Sacred Water Ceremony in Victoria highlights poor access to safe water for Indigenous peoples

Sacred Water Ceremony in Victoria highlights poor access to safe water for Indigenous peoples

Pictured: buckets representing safe water line the streets near the Sacred Water Ceremony, each participant carried one around to every of the four meeting points.

The Sacred Water Ceremony, hosted by local First Nations, the Public Service Alliance of Canada and the British Columbia Government and Service Employees Union took place Sunday in Victoria, on International Human Rights Day.

The event was aimed to raise awareness for the ongoing issues many indigenous communities face in accessing clean and safe water.

Buckets lined the sidewalk adjacent of the event, following the opening remarks individuals would carry a bucket, representing safe water, to multiple meeting points, starting beside Beacon Hill and ending at Victoria’s inner harbor. Each stop had discussions on various topics such as water conservation and safe water access.

Elder Joan Morris from the Lekwungen – Songhees Nation provided a blessing for the beginning of the ceremony and stressed that “All of us need to work in unity.”

Lieutenant Governor of British Columbia Judith Guichon was also in attendance at the event and spoke about the impacts of climate change and the need for a better strategy in solving the issue of safe water access.

“It’s hard to believe that in this day-and-age in a country such as Canada there could be communities without access to quality water and healthy water, one has to ask how this situation did arise,” Said Guichon.

Guichon then pulled out a book titled The Hard Work of Hope, and quoted that “Climate change is real and it is here…you cant have a national climate strategy, without a national water strategy.”

Sussanne Skidmore, the Executive vice president of the British Columbia Government and Service Employees Union, was also in attendance said that the union was there to celebrate the ceremony, the land, and Human Rights day.

“There are people in this country and province who dont have clean drinking water and that is a basic human right that everyone should have,” Said Skidmore,  “We are here today to celebrate the water and also call on government [federal] to start fixing that problem [of safe water access issues] they have made some very big promises.”
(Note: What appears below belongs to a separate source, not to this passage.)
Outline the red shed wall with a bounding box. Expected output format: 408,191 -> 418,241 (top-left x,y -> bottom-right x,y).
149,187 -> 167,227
Cheif Don Tom, from the Tsartlip First Nation, elaborated on Guichon’s points on climate change, and also spoke on the Site C project.

“We have work to do…it is us who have to remember that we have to do a better job…reminding our elected officials they have a job to do, and we put them in office for a reason,” said Tom. “Cite C is a bad idea, and we are watching…and to the BC NDP please be the government we want you to be, protect our waters, and protect our land.”

Many indigenous communities are under some type of water advisory, Health Canada reports there are 67 long-term drinking water advisories in place, ‘long-term’ refers to advisories in place for longer than a year.

Although, the number is expected and has been reported higher in the recent past, this discrepancy most likely due to jurisdictional complications, and how recently Health Canada is only reporting on systems financially supported by Indigenous Services Canada, a change that took place on Dec. 7.